Dans son rapport annuel (PDF), publié jeudi 5 mai, l’instance “constate, dans ces dossiers, un écart préoccupant entre les objectifs fixés à moyen et long terme, les ambitions affichées pour les atteindre et les actes censés les traduire”. “Si on ne l’anticipe pas, les limites planétaires et les effets de leur dépassement s’imposeront de façon implacable”, prévient-elle, par la voix de son président Philippe Ledenvic.

Il persiste en ajoutant : « La transition écologique n’est pas amorcée en France » et constate de surcroît « des évolutions préoccupantes pour la démocratie environnementale », et exprime « pour la première fois une inquiétude concernant les moyens » de l’AE, une instance adossée au Conseil général de l’environnement et du développement durable et composée d’un collège d’experts,dans  son rapport.

Les responsables restent, selon l’institution, sur  « des modèles à bout de souffle », qui les conduisent à présenter toujours « les mêmes programmes, les mêmes financements, les mêmes projets » aux conséquences irréversibles, qui ne devraient ne plus être d’actualité.

Les experts ont eu à analyser des politiques fort variées, et non des moindres, comme la stratégie française dans le cadre de la nouvelle politique agricole commune, le septième plan d’action sur les nitrates, pas plus efficaces que ses prédécesseurs tout comme ou la deuxième mouture du plan Ecophyto, qui échoue toujours, depuis 2008, à réduire l’usage des pesticides agricoles… Ce sont, aux yeux des experts, de « nouvelles occasions manquées pour la France d’accompagner les agriculteurs dans la transition vers l’agroécologie, pour une agriculture significativement moins polluante et plus résiliente face au changement climatique ».

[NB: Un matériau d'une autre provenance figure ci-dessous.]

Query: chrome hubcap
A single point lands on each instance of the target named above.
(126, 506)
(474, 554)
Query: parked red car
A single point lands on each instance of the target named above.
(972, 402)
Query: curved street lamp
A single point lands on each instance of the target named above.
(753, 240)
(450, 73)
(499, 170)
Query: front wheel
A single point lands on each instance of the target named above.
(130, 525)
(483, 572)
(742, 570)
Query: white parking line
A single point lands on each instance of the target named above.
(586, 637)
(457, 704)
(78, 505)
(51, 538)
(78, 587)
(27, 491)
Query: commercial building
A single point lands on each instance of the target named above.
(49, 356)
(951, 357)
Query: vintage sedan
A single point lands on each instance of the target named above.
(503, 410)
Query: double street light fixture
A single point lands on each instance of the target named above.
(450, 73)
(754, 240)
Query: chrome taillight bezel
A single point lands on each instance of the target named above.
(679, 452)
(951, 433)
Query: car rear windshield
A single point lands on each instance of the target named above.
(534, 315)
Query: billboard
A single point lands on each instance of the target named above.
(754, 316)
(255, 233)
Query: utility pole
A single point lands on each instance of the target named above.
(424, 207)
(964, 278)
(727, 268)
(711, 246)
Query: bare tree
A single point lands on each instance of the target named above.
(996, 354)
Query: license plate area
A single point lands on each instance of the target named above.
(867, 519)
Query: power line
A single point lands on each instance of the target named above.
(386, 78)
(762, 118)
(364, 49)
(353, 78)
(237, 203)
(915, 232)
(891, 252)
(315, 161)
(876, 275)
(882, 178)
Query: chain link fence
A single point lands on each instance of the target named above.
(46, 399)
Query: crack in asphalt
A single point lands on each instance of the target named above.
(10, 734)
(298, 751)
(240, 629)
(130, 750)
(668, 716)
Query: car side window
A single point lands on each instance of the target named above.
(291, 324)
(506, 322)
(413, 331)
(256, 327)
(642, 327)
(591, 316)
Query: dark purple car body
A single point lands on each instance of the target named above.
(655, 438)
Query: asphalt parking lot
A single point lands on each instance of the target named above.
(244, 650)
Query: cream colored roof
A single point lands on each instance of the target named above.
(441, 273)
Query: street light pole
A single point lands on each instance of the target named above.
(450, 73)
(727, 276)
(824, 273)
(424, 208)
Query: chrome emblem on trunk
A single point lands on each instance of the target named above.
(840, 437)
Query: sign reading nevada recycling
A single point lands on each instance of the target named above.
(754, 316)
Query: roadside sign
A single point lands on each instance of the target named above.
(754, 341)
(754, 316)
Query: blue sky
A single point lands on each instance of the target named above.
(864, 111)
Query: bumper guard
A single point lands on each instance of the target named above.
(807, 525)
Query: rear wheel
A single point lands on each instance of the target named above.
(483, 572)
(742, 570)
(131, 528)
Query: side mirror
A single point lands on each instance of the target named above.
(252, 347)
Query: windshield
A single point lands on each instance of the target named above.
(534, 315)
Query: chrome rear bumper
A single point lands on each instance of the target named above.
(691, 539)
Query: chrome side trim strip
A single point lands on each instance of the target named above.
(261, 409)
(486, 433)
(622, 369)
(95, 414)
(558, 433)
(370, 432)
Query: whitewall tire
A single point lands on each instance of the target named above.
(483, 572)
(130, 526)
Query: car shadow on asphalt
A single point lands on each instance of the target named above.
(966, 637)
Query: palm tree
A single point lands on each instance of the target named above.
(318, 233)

Parallèlement elle dresse un sévère réquisitoire contre le décalage entre les ambitions affichées par les plans/projets et les moyens réellement mis en œuvre pour faire face à aussi à l’urgence climatique, qui ne permettent pas d’atteindre l’objectif de l’Accord de Paris de limiter à 1,5 °C le réchauffement climatique. Elle souligne ici sa convergence de vue avec le Haut Conseil du climat (HCC), qui a pointé l’insuffisance des efforts actuels de la France pour atteindre l’objectif de baisser de 40 % les émissions de gaz à effet de serre d’ici à 2030, mais aussi avec le Conseil d’État qui, dans le contentieux Grande-Synthe demande à l’Etat de prendre les mesures supplémentaires indispensables.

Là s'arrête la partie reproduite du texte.